FearTheTruth June 11, 2012 at 12:54 PM
It's been a nuisance where I live for years. I tried weedkiller to get rid or it, full strength, and it killed everything except the knotweed. The only way I found to keep it in check is cut it down as soon as you see it. On a brighter note, the weed is eadible and contains a substance called "Resveratrol" which some people say is very good for you.
Baerbalang June 11, 2012 at 02:43 PM
Bamboo and Japanese Knotweed are two different plants. Japanese Knotweed is horribly invasive.
Knickerbocker June 11, 2012 at 04:21 PM
Actually Japanese knotweed gives the appearance of the bamboo plant but they are not closely related. It is a very invasive plant and has been labeled as such for much of the mid-to-northern eastern states. It is originally from Asia and was introduce into the US back in the 1800’s. It is nearly impossible to eradicate because of its large underground network of roots called rhizomes. I have it around my property and the more you try to cut it down the more invasive it gets because it is spread by seeds. The only way to kill it is to use an herbicide that travels deep into the root system. When mowing over it you have to be keenly aware to bag the clippings as this will spread it more.
Dianne Meeker June 12, 2012 at 12:38 PM
Dianne1963 Wouldn't the USDA and CT Agriculture parties know the difference between the two? These are the things that we need to understand that can happen when we import.

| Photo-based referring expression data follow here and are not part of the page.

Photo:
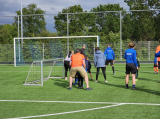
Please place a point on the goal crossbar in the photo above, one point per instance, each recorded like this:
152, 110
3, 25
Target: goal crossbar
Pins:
17, 52
42, 78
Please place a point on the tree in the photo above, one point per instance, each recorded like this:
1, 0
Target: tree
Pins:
107, 22
32, 25
76, 21
7, 34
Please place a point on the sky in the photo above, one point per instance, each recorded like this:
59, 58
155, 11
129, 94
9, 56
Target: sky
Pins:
8, 8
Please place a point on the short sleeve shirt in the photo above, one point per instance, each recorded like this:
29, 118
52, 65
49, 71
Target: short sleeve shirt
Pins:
157, 50
77, 60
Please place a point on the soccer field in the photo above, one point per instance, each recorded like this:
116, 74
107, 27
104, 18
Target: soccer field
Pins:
53, 100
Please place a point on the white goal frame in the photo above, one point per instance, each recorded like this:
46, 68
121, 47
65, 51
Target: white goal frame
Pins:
67, 37
43, 79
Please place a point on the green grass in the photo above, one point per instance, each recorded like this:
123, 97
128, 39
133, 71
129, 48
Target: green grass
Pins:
11, 88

Diane St John June 15, 2012 at 02:12 AM
Many plants that are now considered invasive started out being sold at garden centers. I have seen a huge stand of bamboo in Durham that is on private property and the homeowner bought it at a garden center because they wanted a "fast growing privacy wall" on one side of their property. It is happily traveling all over. It is called Running Bamboo. Here is a link from the CT Nursery and Landscape Association to read more. http://www.flowersplantsinct.com/invasive_index.htm There are 2 other plants for sale at nurseries that should be banned. The overused Burning Bush (Euonymous alatus) and Barberry (Berberis thunbergii) are seeding all over our forested land and choking out native species.